The Constitutional Court will today (Friday) hand down judgment on whether parliament must start impeachment proceedings against President Jacob Zuma.

eNCA reported that the application to the court was brought by the EFF and other opposition parties, after the Constitutional Court found that Zuma had failed to uphold the constitution in his handling of the Nkandla matter. Judgment was reserved in September.

Earlier, the court found that Zuma had failed to uphold the constitution by failing to implement the public protector's remedial action as stipulated in her Nkandla report that he pay back a reasonable amount of money for the nonsecurity upgrades at his home.

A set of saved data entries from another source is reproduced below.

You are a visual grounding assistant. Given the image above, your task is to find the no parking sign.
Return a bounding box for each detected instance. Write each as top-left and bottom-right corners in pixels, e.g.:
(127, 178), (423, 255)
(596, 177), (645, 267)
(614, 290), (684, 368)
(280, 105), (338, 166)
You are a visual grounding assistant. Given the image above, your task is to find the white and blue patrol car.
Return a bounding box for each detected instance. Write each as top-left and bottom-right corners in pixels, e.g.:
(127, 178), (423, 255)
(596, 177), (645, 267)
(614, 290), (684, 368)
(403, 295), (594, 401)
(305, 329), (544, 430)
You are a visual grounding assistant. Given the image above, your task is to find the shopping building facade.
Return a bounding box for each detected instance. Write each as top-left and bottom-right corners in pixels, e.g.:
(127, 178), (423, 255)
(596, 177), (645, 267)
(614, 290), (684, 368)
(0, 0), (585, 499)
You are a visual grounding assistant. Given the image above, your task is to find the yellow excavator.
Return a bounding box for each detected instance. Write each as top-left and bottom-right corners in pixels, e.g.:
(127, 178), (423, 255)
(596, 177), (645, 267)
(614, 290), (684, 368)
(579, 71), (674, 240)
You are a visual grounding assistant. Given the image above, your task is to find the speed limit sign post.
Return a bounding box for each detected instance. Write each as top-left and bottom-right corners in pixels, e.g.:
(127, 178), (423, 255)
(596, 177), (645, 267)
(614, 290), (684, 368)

According to News24, judgment is expected at 10am on "whether the national assembly failed to put in place mechanisms to hold the president accountable". The application was brought in February.

Opposition parties had argued that the speaker of the national assembly had a duty to take action against Zuma after the court ruling.

The EFF and others applied for direct access to the court "as a last resort".

"We approach the Constitutional Court as a last resort based on the belief that Zuma's conduct around the Nkandla matter, both inside and outside of parliament, renders him unfit to hold the high office of president of the Republic of South Africa," EFF leader Julius Malema said at the time.

After the court ruling on Nkandla, national treasury determined that Zuma should pay back R7.8-million, which he did in September 2016.

According to TimesLive, the hearing in February ran to ten hours of arguments, as lawyers for opposition parties tried to convince the justices that they should find that parliament had failed in its duties to hold Zuma to account. But the court expressed concern that it was being asked to interfere with parliament's business, in violation of the separation of powers principle.